At one time I was an early twenty-something trying to find my place in a city like Chicago. I felt I didn’t fully belong in several spaces I was provided and realized it was also my privilege to have options. So the only way I could enter and navigate these spaces was through “code-switching,” which is changing the way you act and speak depending on your social environment. It was my only way to survive. I met many people of color in school, the comedy scene, and the film and TV industry in Chicago that I leaned on to discover myself. I experienced a ton of moments of being “in-between” during that time and decided, why not channel these moments into a project? Into a show? It allowed the show to be a catharsis for myself and others who have had to “code-switch.”
In what ways do you feel “Code-Switched” is making a change in American entertainment?
“Code-Switched” has offered something that had not been done before: a true ensemble South Asian American friendship show. It is creating a change by being its own change. It was created by people who wanted to take the power into their own narratives. This project is also meant to challenge the entertainment industry – if we as an indie series in Chicago can cast 26 speaking South Asian American roles, what’s stopping a network with 10 times more resources? There are a sea of talented South Asian artists in this new wave and I hope projects like this can inspire more content and make more of our people feel seen.
What do you hope audiences take away from the series?
I hope audiences take away that we can display ourselves living in our truths without chasing “whiteness” as a concept. None of the characters in this show are interested in that, but rather, they all want to find themselves in a world that asks them to be everything all the time. I hope audiences can also take away that if you want to see more of yourself on media, you have a chance to empower that change yourself. That making something, as hard as it is, is worth doing so with purpose and that you can manifest the things you felt you never had, just do it with the right group of people.
Are you planning on making more episodes of “Code-Switched” after releasing the first five?
The plan is to provide more “Code-Switched.” We were truly blown away by the show sparking online and achieving overwhelmingly positive reception soon after its release. We want to build on these characters; there are so many more stories to tell. We hope in a capacity that best serves the creative and longevity of the show. We are open to collaborate with those that feel like-minded.
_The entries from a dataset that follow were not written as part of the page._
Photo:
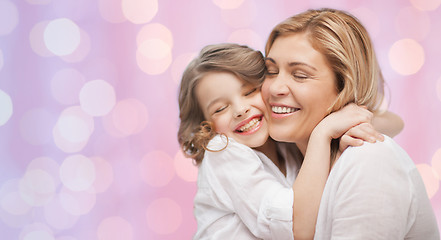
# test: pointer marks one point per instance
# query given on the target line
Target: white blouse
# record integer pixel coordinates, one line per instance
(242, 194)
(375, 192)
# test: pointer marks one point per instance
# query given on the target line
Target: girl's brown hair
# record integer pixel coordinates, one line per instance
(247, 64)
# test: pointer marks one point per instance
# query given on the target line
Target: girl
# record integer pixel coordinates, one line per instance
(245, 193)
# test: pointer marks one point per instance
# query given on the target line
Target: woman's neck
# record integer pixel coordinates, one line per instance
(270, 150)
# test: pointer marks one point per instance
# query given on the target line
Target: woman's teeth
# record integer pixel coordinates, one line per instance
(281, 110)
(250, 125)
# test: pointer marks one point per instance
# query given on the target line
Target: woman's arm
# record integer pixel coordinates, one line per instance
(310, 182)
(388, 123)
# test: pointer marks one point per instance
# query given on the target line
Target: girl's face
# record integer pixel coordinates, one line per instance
(298, 90)
(235, 107)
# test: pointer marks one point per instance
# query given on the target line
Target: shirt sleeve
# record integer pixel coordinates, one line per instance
(238, 176)
(370, 194)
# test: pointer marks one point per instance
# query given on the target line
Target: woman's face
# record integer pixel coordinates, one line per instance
(298, 90)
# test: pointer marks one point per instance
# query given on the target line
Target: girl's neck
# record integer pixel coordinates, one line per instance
(270, 150)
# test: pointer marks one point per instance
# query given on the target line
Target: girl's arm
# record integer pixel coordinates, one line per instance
(310, 182)
(388, 123)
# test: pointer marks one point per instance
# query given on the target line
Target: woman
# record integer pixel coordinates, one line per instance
(317, 62)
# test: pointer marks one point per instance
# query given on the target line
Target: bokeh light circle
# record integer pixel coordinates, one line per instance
(153, 56)
(36, 39)
(426, 5)
(66, 85)
(164, 216)
(8, 17)
(156, 168)
(247, 37)
(77, 172)
(62, 36)
(110, 10)
(6, 108)
(37, 187)
(185, 168)
(139, 11)
(430, 178)
(406, 56)
(39, 2)
(411, 23)
(36, 125)
(228, 4)
(115, 228)
(97, 98)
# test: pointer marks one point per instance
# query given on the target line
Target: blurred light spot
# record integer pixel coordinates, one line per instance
(111, 11)
(436, 163)
(228, 4)
(179, 64)
(77, 203)
(406, 56)
(62, 36)
(247, 37)
(369, 19)
(97, 98)
(2, 61)
(36, 125)
(426, 5)
(185, 168)
(115, 228)
(77, 172)
(36, 231)
(430, 178)
(48, 165)
(156, 168)
(14, 204)
(153, 56)
(36, 38)
(72, 128)
(411, 23)
(155, 31)
(6, 108)
(66, 85)
(129, 116)
(57, 217)
(164, 216)
(81, 51)
(139, 11)
(39, 2)
(8, 17)
(240, 17)
(103, 174)
(37, 187)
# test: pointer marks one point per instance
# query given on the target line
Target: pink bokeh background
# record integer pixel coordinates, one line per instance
(89, 113)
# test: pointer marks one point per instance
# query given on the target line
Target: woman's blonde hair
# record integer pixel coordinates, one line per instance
(245, 63)
(347, 47)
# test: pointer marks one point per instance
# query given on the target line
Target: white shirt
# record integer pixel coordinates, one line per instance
(375, 192)
(242, 194)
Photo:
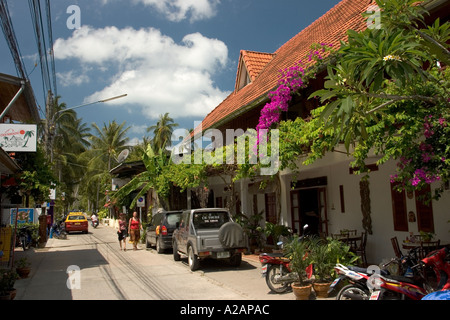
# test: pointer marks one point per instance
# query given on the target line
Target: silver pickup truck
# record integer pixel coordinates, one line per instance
(208, 233)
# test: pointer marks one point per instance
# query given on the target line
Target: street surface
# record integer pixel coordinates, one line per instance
(98, 270)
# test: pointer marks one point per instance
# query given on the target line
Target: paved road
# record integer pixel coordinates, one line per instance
(101, 271)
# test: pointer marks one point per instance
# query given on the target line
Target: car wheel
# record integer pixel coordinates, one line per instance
(193, 259)
(236, 260)
(176, 255)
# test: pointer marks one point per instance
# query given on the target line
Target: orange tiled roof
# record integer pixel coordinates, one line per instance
(331, 28)
(255, 61)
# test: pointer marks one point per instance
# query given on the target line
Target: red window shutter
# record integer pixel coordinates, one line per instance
(399, 208)
(424, 209)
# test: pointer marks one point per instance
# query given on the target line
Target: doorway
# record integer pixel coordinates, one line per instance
(308, 206)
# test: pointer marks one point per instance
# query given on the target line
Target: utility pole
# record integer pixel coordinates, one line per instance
(49, 128)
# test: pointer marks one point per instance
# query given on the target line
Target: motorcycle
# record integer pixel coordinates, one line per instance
(365, 284)
(275, 268)
(23, 238)
(58, 231)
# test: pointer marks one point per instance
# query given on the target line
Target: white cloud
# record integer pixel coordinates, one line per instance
(158, 74)
(178, 10)
(70, 78)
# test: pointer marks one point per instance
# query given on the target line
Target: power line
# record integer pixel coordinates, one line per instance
(50, 37)
(11, 39)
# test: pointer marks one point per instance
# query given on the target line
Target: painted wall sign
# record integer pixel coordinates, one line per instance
(18, 137)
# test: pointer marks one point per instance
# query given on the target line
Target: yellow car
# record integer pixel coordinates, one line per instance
(76, 221)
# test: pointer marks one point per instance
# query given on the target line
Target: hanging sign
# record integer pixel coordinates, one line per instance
(141, 202)
(25, 215)
(18, 137)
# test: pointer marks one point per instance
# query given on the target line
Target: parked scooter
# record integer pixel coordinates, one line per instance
(365, 284)
(58, 230)
(275, 268)
(23, 238)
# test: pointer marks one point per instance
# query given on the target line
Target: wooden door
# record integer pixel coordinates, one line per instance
(425, 221)
(323, 212)
(295, 211)
(271, 207)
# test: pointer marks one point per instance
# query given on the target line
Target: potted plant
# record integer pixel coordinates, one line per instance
(23, 267)
(7, 280)
(325, 254)
(297, 251)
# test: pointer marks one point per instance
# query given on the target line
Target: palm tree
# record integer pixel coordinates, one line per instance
(162, 132)
(108, 142)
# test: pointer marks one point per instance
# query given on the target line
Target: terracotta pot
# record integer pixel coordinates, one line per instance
(321, 289)
(301, 292)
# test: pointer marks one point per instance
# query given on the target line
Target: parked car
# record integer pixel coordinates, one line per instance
(160, 230)
(208, 233)
(76, 221)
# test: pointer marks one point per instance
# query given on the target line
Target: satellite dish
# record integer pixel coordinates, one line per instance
(123, 155)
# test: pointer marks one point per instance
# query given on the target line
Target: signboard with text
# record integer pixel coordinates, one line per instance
(25, 216)
(18, 137)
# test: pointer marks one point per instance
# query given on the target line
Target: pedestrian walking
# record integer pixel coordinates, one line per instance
(134, 228)
(123, 231)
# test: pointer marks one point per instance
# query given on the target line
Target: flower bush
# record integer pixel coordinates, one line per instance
(291, 80)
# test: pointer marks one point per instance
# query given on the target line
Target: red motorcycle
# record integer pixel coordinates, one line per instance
(275, 268)
(381, 286)
(439, 261)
What’s one piece of advice you wish you had been given when you were first starting out in the film and digital cinema industry?
I wish I was told to trust my instincts. I think I got a ton of bad advice from folks who either think they knew it all or had an ego to feed. I, for a while, didn’t trust my gut – rather, I tried to make things others wanted me to make. I think finding a way to dial out that noise and just lean into what you want to make and what you want to see is the best thing one can do. And that if you have a vision, an idea, actually go and execute it. You may not make what you want, but you’ll be surprised how many meaningful relationships and good can come out of it.